Pitch

APS (AI Pre-Production Studio) is a collaborative screenplay writing platform with a real-time voice assistant powered by Amazon Nova. Writers speak naturally to their screenplay — querying scenes, brainstorming ideas, creating new scenes through narration, and editing existing ones — all through voice conversation.

Amazon Nova powers both layers of the AI: Nova Sonic handles real-time speech-to-speech interaction via Bedrock's bidirectional streaming, while Nova Lite serves as the reasoning engine inside the preprod graph agent. This means the entire AI pipeline — from understanding spoken words to generating structured screenplay content — runs on Amazon Nova models.
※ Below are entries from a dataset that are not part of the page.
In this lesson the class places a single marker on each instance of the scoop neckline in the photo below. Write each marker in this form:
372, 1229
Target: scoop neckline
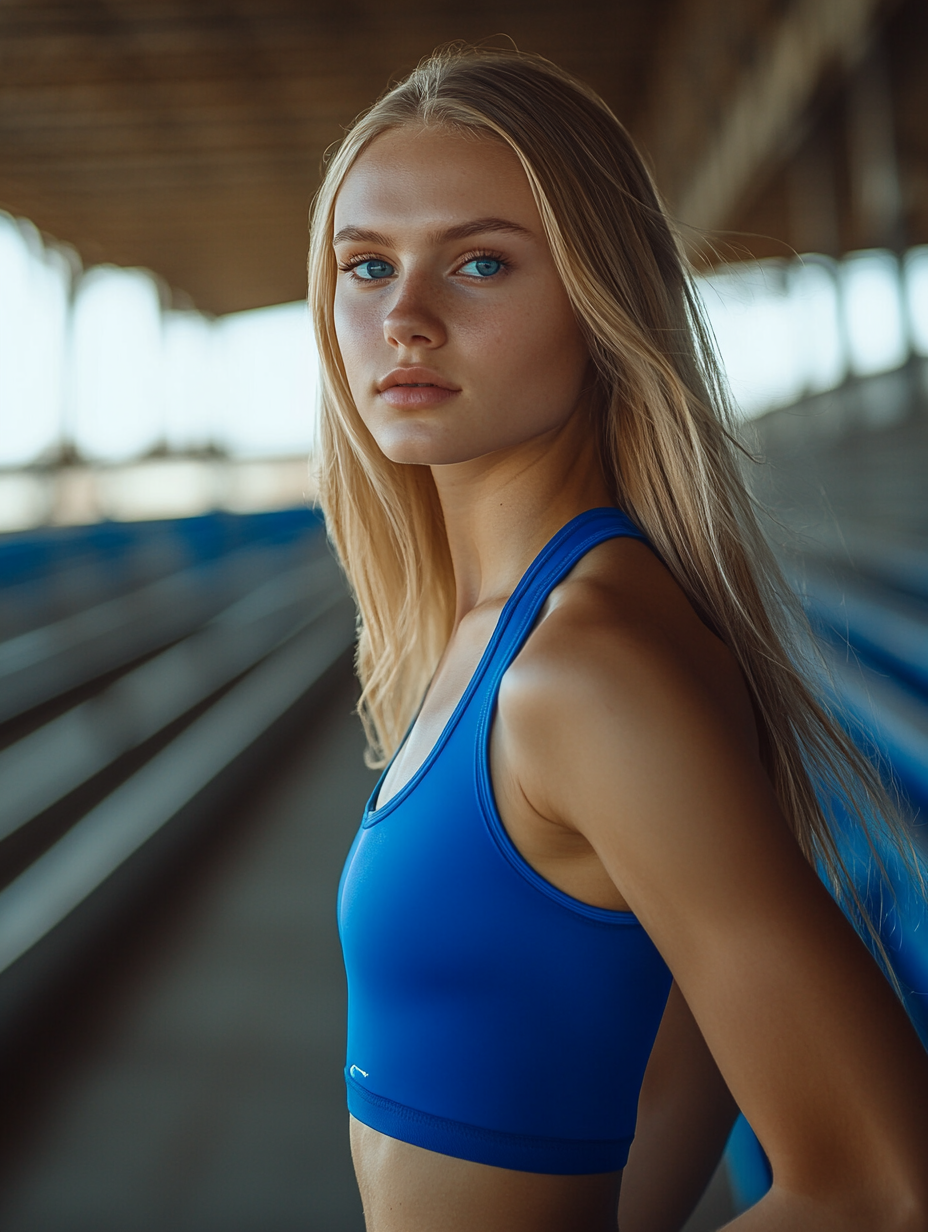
371, 816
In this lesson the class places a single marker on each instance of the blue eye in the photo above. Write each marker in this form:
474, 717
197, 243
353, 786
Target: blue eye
483, 266
374, 270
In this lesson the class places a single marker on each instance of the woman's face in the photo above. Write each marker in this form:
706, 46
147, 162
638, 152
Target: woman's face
455, 329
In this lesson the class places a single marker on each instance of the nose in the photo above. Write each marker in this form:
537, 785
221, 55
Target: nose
414, 320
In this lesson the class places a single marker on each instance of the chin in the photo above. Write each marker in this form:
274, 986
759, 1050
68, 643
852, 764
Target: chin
422, 449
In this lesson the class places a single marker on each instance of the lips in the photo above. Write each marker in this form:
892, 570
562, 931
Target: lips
415, 377
415, 387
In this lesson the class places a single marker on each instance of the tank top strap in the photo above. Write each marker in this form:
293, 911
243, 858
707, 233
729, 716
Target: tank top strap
550, 567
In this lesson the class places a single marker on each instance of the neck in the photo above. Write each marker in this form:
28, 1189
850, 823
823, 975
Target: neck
500, 509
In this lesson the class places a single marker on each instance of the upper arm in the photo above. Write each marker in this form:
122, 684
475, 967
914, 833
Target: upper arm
655, 769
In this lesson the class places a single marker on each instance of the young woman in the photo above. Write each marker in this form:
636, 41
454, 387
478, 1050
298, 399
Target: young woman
582, 906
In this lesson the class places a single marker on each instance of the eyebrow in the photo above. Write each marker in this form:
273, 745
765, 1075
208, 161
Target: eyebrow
462, 231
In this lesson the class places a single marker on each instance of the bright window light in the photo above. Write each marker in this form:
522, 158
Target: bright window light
751, 312
33, 319
266, 380
116, 370
916, 282
191, 408
873, 312
817, 329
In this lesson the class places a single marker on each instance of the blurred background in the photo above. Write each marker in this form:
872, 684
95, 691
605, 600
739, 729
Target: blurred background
180, 771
Nova Sonic's low-latency audio streaming with built-in function calling makes it possible to have natural, multi-turn conversations about complex creative work, while Nova Lite's structured output capabilities handle the precise formatting and editing that screenplay work demands.

Architecture

The system has three layers:

  • React frontend with a custom screenplay editor and voice assistant drawer
  • FastAPI backend handling auth, database operations, WebSocket voice streaming, and REST APIs
  • Preprod Graph (LangGraph agent) handling all AI reasoning with Nova Lite, called by the backend over HTTP

The voice flow:

  • React connects to backend via WebSocket
  • User's microphone audio streams as PCM at 16kHz
  • Backend creates and manages a Nova Sonic session through Bedrock's bidirectional streaming API (amazon.nova-sonic-v1:0)
  • Audio flows both directions — user speech goes in, Nova Sonic's voice responses come back at 24kHz
  • When Nova Sonic decides to call a function (e.g. fetch a scene, create one), the backend intercepts the tool use event
  • Backend routes the call to the preprod graph (which uses Nova Lite for reasoning)
  • Tool result is sent back to Nova Sonic to continue the conversation

This is the high level architecture of the entire project. Architecture

Nova Sonic

Amazon Nova models are used in two distinct roles:

Nova Sonic (Voice Layer)

  • Real-time bidirectional audio streaming via Bedrock (amazon.nova-sonic-v1:0)
  • Speech recognition, natural language understanding, and voice synthesis in a single model
  • Supports tool use mid-conversation — the model decides when to trigger functions based on conversational context
  • Session initialization with system prompt, tool definitions, and audio configuration
  • Events-based protocol: sessionStart, promptStart, contentStart, audioInput, toolResult, etc.
  • 7 registered tools: get_scene_num, get_scene_by_content, brainstorm_ideas, get_project_info, create_scene, update_project_info, update_scene

Nova Lite (Reasoning Layer)

  • Used via Bedrock for all structured reasoning tasks in the preprod graph
  • Intent classification (routing user queries to the right operation)
  • Keyword extraction for content-based scene search
  • Scene candidate confirmation (picking the best match from search results)
  • Narration-to-screenplay parsing (converting spoken descriptions into formatted scene elements)
  • Surgical scene editing (find-and-replace on specific elements while preserving structure)
  • Project info field extraction (determining which fields the user wants to update)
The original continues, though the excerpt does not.